By Shea Eckert

When starting a business, SMB owners often struggle to find their business’s correct target market in the early stages. What is a target market, you ask? A target market is a narrowed-down audience by which each company is most likely to impact or attract. Members of each market are typically classified by specific factors that distinguish them from other groups. The target market of a small business should be the primary reach of each marketing campaign; however, each campaign should not entirely exclude other existing markets.

Discovering your target audience is one of the most important things a small business owner can do in the early stages of a business. This allows the business to market its products and gain more customer awareness successfully. Small business owners can research their target audience themselves or hire a company to analyze their audiences.

Small business owners who choose to research their target audience themselves should consider the following key pieces of information:

Analyze Your Market Geography

Every small business owner should analyze their market. The geography of your market – local, regional, national or global dramatically impacts how you will market and how much funding you will need to market. Is your service or product something that can be used anywhere, or is it seasonally driven? Snow skiing apparel and equipment would make sense year-round in certain climates and geography, while the market might reduce in warmer temperatures to just those known to be regular skiers. Since we are focusing on SMBs in this blog, let’s break it down more. A dog boarding kennel is probably only applicable to persons a certain distance from the location. Thus, you might draw your geographical boundary for that kind of enterprise as a 20-mile radius.

Analyze Your Competition

You’ve set your geographical boundaries; now it’s time to analyze the competition within those boundaries. It is crucial to study your competitors and look for missed opportunities, competitive advantages and points of difference within them, allowing for your business to excel.
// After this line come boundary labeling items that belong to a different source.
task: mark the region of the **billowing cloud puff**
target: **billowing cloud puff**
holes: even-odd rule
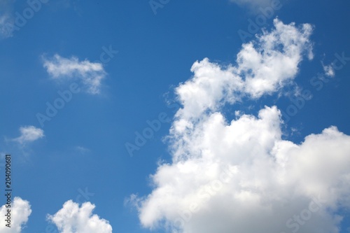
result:
[[[43,129],[36,128],[32,125],[21,127],[20,132],[21,132],[21,135],[13,140],[18,141],[21,144],[34,141],[44,136]]]
[[[43,66],[55,79],[80,80],[88,92],[92,94],[100,92],[102,80],[106,75],[102,63],[79,61],[76,57],[64,58],[55,55],[51,58],[43,57]]]
[[[303,55],[312,59],[310,24],[296,27],[275,19],[275,29],[243,45],[237,64],[222,67],[206,58],[196,62],[193,77],[176,88],[183,108],[178,116],[197,117],[215,111],[225,103],[234,103],[242,96],[260,97],[272,94],[293,80]]]
[[[146,197],[132,195],[143,226],[171,232],[339,232],[350,205],[350,136],[330,126],[298,144],[282,139],[276,106],[258,115],[220,112],[242,96],[257,99],[291,82],[312,27],[274,20],[245,44],[237,64],[195,62],[176,89],[183,104],[169,141],[172,162],[151,176]],[[232,107],[233,108],[233,106]]]
[[[69,200],[57,213],[48,215],[48,219],[56,225],[60,233],[111,233],[108,221],[92,215],[94,207],[90,202],[79,207],[78,203]]]
[[[15,197],[11,204],[10,207],[4,204],[0,208],[0,220],[1,222],[0,232],[1,233],[20,233],[31,213],[29,202],[20,197]],[[8,215],[8,210],[10,210],[10,223],[6,221],[7,220],[6,215]],[[6,225],[8,223],[10,223],[10,227]]]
Analyze Your Current Customers

Small business owners should consider their products and services and the customers who purchase them frequently. Frequent customers can be narrowed down into groups by examining demographics and psychographics.

Examining customer demographics is done by researching factors including gender, age, income, level of education and employment. Narrowing down to the most common demographics will allow for more effective marketing on a limited budget.

Examining customer psychographics is done by researching attitudes, interests, purchase behavior and social media usage.

Enact Your New Marketing Plan

After defining your target market, you can now consider how to market your business in a way that will most effectively and efficiently get your message to your audience. Whether traditional media such as television and radio advertising or digital media such as Google Ads or Facebook Advertising, you want to reach the maximum number of people in your core target audience for the least amount of money.

Analyze what Resonates with your Audience

After drafting your marketing message, be sure to evaluate how it will affect your audience. You do not want to waste money or time marketing with creative that is not successful – you want to strike an emotional chord with your target audience.